As to the farmer's son, it is said that thenceforward he went home
from market by the high-road, and spoke the truth straight out, and
was more careful of his company.
"I WON'T."
"Don't Care"--so they say--fell into a goose-pond; and "I won't" is
apt to come to no better an end. At least, my grandmother tells me
that was how the Miller had to quit his native town, and leave the tip
of his nose behind him.
It all came of his being allowed to say "I won't" when he was quite a
little boy. His mother thought he looked pretty when he was pouting,
and that wilfulness gave him an air which distinguished him from other
people's children. And when she found out that his lower lip was
becoming so big that it spoilt his beauty, and that his wilfulness
gained his way twice and stood in his way eight times out of ten, it
was too late to alter him.
Then she said, "Dearest Abinadab, do be more obliging!"
And he replied (as she had taught him), "I won't."

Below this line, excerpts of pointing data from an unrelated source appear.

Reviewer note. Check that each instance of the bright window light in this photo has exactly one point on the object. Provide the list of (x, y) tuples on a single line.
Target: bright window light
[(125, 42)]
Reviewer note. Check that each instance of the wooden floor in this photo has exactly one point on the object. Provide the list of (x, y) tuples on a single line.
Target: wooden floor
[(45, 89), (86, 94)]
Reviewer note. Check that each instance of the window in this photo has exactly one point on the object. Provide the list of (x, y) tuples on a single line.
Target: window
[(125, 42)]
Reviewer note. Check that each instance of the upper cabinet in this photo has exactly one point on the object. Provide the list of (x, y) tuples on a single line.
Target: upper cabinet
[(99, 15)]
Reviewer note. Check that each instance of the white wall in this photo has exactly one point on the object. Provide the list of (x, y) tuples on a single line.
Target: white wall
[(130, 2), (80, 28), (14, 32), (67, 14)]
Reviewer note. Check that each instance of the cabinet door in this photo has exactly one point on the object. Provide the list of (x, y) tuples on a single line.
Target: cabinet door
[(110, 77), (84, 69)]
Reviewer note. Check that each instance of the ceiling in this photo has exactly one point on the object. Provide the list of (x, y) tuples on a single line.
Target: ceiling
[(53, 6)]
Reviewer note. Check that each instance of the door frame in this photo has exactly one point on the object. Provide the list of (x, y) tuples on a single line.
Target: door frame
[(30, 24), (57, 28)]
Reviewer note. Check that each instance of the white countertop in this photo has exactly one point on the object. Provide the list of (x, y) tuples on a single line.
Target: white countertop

He always took what he could get, and would neither give nor give up
to other people. This, he thought, was the way to get more out of life
than one's neighbours.
Amongst other things, he made a point of taking the middle of the
footpath.
"Will you allow me to pass you, sir?--I am in a hurry," said a voice
behind him one day.
"I won't," said Abinadab; on which a poor washerwoman, with her
basket, scrambled down into the road, and Abinadab chuckled.